Apple had Tim Cook to guide Apple's turnaround. IBM has Rometty, a 33-year IBM veteran who knows her company like no one else.
"We're a $100 billion ship that's going to turn" she said recently. She speaks to many business leaders and CEO clients, and she claims all are interested in IBM's emphasis on cloud computing, flash storage systems, and efforts to participate in the mobile communications tsunami.
The CEO said IBM's clients "are interested in cloud, to a certain degree. But what they are really interested in is the data and analytics piece. That's going to change how they operate and what they can do." She's determined to give those clients what they want the most.
Here's my take on what's ahead for IBM: If the company offers an upside surprise and positive guidance when it reports second quarter numbers on July 17, the stock may rally.
If it misses on revenue even by a penny, it wouldn't surprise me if shares test the 52-week low of $172 before an event-driven bounce off the bottom.
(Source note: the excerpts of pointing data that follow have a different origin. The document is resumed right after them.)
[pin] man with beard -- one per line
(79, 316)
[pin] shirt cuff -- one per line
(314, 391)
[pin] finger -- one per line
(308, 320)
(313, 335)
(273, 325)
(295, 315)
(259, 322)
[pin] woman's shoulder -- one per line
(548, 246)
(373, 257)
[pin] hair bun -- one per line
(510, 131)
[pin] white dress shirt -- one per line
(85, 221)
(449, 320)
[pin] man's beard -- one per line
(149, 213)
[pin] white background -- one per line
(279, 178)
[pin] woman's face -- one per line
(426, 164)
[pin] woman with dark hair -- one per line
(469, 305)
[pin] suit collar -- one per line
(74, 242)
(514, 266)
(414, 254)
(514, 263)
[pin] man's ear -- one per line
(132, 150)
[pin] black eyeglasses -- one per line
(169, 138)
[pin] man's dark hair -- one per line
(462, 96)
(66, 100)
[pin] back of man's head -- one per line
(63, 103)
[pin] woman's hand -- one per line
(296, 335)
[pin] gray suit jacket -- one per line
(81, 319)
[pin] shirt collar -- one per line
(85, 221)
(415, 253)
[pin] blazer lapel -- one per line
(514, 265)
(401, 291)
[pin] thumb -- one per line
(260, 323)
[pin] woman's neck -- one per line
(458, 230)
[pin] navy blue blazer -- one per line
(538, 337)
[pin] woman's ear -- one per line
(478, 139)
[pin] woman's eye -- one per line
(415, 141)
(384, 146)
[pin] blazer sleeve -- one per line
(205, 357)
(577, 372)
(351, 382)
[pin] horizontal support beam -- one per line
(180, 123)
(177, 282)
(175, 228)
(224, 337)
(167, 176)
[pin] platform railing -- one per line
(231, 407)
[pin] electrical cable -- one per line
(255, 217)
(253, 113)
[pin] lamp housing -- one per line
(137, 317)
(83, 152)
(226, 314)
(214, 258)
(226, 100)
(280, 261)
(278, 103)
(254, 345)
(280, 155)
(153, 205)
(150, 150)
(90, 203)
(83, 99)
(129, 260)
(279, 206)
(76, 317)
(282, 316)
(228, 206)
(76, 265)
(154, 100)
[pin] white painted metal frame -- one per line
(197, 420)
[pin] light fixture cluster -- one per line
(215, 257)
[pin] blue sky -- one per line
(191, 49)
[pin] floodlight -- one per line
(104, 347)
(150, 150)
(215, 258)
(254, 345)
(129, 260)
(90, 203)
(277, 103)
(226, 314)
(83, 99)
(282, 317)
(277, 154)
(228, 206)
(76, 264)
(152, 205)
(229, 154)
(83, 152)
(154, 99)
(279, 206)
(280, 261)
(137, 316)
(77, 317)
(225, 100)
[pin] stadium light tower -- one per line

What events may cause a rebound?
A restructuring of IBM's $44 billion in long-term debt, an unexpected large government contract, or activist investors deciding shares are too cheap. The stock is currently priced with a forward PE ratio of only 9.2, and these kind of catalysts are a distinct possibility.
Or the company may pull an "Apple" and surprise with a stock split and a dividend increase.
The S.S. IBM won't sink, but it may face stormy seas and strong headwinds before smooth sailing for investors. I'm looking for "icebergs" and activist investors straight ahead.
At the time of publication the author had a position in APPL.
This article represents the opinion of a contributor and not necessarily that of TheStreet or its editorial staff.